Nun, Sir, wandte ich mich an den Herrn auf dem großen Stuhle, ich ersuche Sie nicht um Ihre Visitenkarte. Sollten wir Ihres Namens und Ihrer Adresse bedürfen, so würde die Polizei unzweifelhaft in der Lage sein, uns die erforderliche Auskunft zu geben. Ich wünsche nur zu wissen, genau und wahrheitsgemäß, wie Sie heut nacht hierher gekommen sind.

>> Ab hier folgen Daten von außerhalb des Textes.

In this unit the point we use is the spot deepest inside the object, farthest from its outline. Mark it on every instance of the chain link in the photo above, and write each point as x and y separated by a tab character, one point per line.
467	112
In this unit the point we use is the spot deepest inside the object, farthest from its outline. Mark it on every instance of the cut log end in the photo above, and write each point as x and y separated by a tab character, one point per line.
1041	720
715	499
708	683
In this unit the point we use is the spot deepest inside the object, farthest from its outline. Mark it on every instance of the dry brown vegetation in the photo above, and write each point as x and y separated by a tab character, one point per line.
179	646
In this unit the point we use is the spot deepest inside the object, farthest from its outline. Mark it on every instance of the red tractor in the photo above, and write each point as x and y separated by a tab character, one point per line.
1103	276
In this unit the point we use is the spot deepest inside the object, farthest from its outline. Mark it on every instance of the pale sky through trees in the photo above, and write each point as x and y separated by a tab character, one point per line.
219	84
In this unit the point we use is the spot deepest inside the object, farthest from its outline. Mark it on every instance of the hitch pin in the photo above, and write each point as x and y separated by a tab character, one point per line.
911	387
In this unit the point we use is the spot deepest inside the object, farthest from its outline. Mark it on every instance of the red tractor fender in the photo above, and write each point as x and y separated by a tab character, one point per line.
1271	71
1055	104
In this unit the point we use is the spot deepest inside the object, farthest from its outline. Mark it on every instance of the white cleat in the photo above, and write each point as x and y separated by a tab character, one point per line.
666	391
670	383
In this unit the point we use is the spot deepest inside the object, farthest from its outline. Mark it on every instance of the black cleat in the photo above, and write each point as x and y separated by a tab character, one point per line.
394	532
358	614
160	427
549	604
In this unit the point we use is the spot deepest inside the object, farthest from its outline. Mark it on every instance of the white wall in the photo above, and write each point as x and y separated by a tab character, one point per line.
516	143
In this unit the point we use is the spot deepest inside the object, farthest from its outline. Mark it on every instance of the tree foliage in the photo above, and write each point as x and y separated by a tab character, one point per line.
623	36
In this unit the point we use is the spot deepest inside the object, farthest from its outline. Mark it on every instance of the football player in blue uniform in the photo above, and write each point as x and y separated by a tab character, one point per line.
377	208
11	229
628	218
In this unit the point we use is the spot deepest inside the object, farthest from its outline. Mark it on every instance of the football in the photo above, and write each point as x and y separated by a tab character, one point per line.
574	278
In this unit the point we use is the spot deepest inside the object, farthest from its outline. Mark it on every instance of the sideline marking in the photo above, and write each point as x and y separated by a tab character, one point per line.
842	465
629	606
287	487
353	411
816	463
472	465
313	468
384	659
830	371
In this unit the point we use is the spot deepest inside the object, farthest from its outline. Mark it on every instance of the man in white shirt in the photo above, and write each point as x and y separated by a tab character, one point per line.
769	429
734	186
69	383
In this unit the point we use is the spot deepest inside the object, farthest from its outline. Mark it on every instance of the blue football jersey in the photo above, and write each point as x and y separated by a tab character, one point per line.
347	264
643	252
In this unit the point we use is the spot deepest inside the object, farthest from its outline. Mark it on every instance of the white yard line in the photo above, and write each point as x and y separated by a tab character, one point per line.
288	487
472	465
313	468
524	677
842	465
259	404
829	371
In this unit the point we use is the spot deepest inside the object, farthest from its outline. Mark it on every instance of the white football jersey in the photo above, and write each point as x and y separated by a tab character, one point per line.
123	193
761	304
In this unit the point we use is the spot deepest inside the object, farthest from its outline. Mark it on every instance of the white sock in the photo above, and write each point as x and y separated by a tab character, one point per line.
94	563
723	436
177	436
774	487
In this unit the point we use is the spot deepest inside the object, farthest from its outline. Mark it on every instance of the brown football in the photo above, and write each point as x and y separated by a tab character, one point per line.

Denken Sie an unsere Verabredung und auch daran, daß Sie mit Lügen bei mir nicht durchkommen.

O, ich sitze schön in der Patsche, Herr Hauptmann, und mit dem Schwindeln ist es zu Ende. Ich werde Ihnen keine Flausen vormachen, denn ich sehe, Sie sind zwei Herren, die nicht mit sich spaßen lassen.

Die Sprache des Burschen war stark mit Ausdrücken aus dem Gaunerjargon durchsetzt, den ich oft kaum verstand und daher auch nur unvollkommen wiedergeben kann.

Was hat Sie also hierhergeführt?

Wir sind zu dieser Masematte gedungen worden, mein Gespan und ich.

Gedungen? Von wem?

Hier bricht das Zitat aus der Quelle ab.